En matière de chirurgie de guerre, le médecin s’est révélé un « champion ». Revenu en Syrie quand la révolution a éclaté, il a mis sa famille à l’abri et est devenu un « rebelle en blouse blanche ». De l’urgence, il a tout appris « sur le tas », d’abord sous les bombes, à l’hôpital de Homs. « J’ai tenu jusqu’au jour où j’ai vu une centaine de militaires à la solde de Bachar extuber des patients, les condamnant à une mort immédiate, puis jetant leurs cadavres comme des ordures. Moi, j’étais recroquevillé par terre, en pleurs. Alors je suis venu au Liban, où il y avait tant à faire aussi. Mais pour passer d’un enfer à un autre. Comment imaginer cette misère médicale dans un pays capable de tant de richesses ? »
« Le catalogue d’une horreur qui nous ronge aussi »
L’insupportable pour cet homme, qui le vit en héros : se retrouver face aux blessés d’une guerre fantôme, face à des enfants comme Omar. « Il ne parle plus, ne mange plus.
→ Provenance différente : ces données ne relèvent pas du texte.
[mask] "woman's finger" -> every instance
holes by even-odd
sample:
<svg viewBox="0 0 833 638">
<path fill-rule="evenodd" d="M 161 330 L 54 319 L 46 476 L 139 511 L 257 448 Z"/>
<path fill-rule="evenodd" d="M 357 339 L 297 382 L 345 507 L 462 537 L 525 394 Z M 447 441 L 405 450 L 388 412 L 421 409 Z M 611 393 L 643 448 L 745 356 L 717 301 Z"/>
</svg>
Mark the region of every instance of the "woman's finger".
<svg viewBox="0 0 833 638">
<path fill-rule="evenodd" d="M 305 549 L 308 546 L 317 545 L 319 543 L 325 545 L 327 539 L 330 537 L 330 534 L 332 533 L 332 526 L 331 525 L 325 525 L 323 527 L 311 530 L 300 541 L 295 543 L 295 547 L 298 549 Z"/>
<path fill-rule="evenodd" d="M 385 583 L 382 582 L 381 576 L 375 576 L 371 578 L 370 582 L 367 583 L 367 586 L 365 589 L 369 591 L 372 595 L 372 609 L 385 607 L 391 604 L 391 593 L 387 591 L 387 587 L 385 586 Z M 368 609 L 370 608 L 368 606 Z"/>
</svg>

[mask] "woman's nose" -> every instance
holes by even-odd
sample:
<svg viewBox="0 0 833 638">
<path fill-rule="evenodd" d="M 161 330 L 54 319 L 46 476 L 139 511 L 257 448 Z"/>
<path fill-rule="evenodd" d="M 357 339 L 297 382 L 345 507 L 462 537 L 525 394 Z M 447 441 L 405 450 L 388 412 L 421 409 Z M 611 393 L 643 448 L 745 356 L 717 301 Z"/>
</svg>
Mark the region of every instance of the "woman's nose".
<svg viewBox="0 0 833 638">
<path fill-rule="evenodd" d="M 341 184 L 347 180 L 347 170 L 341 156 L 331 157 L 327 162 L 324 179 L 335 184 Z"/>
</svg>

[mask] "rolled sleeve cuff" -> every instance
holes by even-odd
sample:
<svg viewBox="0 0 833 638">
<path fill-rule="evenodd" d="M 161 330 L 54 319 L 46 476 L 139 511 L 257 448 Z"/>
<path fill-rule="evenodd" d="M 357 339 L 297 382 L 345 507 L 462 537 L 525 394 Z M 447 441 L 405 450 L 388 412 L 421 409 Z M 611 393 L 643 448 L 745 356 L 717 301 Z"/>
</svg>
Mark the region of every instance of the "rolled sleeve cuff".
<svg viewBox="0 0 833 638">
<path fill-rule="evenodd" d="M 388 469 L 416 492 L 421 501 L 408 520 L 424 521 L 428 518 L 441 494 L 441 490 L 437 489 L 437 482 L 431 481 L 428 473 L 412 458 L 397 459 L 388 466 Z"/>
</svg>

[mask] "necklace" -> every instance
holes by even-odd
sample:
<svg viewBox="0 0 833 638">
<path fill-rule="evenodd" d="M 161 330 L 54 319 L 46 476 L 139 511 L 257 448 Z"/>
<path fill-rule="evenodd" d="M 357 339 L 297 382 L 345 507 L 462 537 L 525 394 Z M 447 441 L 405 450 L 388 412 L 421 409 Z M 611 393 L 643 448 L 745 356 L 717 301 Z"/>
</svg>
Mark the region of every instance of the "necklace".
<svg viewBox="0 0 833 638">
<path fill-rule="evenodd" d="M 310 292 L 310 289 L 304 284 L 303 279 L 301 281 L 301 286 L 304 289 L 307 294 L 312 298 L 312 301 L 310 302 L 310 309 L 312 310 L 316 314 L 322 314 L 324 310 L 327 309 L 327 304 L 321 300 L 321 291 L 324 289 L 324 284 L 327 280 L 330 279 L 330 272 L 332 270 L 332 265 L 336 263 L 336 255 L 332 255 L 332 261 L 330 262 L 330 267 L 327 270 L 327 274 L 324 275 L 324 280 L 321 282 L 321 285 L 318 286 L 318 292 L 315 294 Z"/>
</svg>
Il vit sous l’empire de la douleur et de la terreur. Emmuré dans le souvenir. Un mort-vivant ! Même nous, nous lui faisons peur. Parce que les traitements sont douloureux. Je ne peux lui donner qu’un antibiotique et changer ses pansements sans cesse souillés. Il faudrait des crèmes spéciales pour la peau, une réhydratation permanente et des cocktails vitaminés à haute dose, une constante prise en charge physique et psychologique… En France, cet enfant martyr serait hospitalisé dans un centre de grands brûlés comme Percy. Ici ? Rien ou si peu ! On bricole… Au monde qui crève d’indifférence, je dis : “Regardez cet enfant que je suis obligé de renvoyer dans une chambre minable d’un centre de réfugiés, et qui vit dans le même survêtement depuis deux mois, depuis le jour du bombardement. Honte à ceux qui pourraient et ne font rien !” » Ghazi Aswad, l’homme aux mains d’or, ouvre un vieux tiroir grinçant. Il en sort une boîte de bonbons qu’il donne à son petit patient, lui arrachant un maigre sourire, puis une autre : des antidépresseurs. Il avale deux cachets d’un coup. « Nous en sommes tous là, les soignants, et nous ne nous cachons pas. Sans cela, on ne tiendrait pas. »
« Là où tout a basculé, raconte le chirurgien français, la voix étranglée de colère, c’est quand nous avons vu arriver celles et ceux comme Omar, pour lesquels on ne comprenait rien au début, avant de conclure que nous avions affaire à des blessés souffrant indubitablement de symptômes de bombardements à l’arme chimique. » Brûlures sous-cutanées ou dévorant la peau, cloques, irritations, déformations physiques, perte de cheveux, de la mémoire, défaillances du système nerveux, douleurs musculaires et osseuses, malaises, nausées, vomissements, accès de fièvre, asthénies, paralysies, tout l’organisme qui se déglingue, aucun traitement adéquat et parfois la mort au bout. « Le catalogue d’une horreur qui nous ronge aussi », dit le toubib.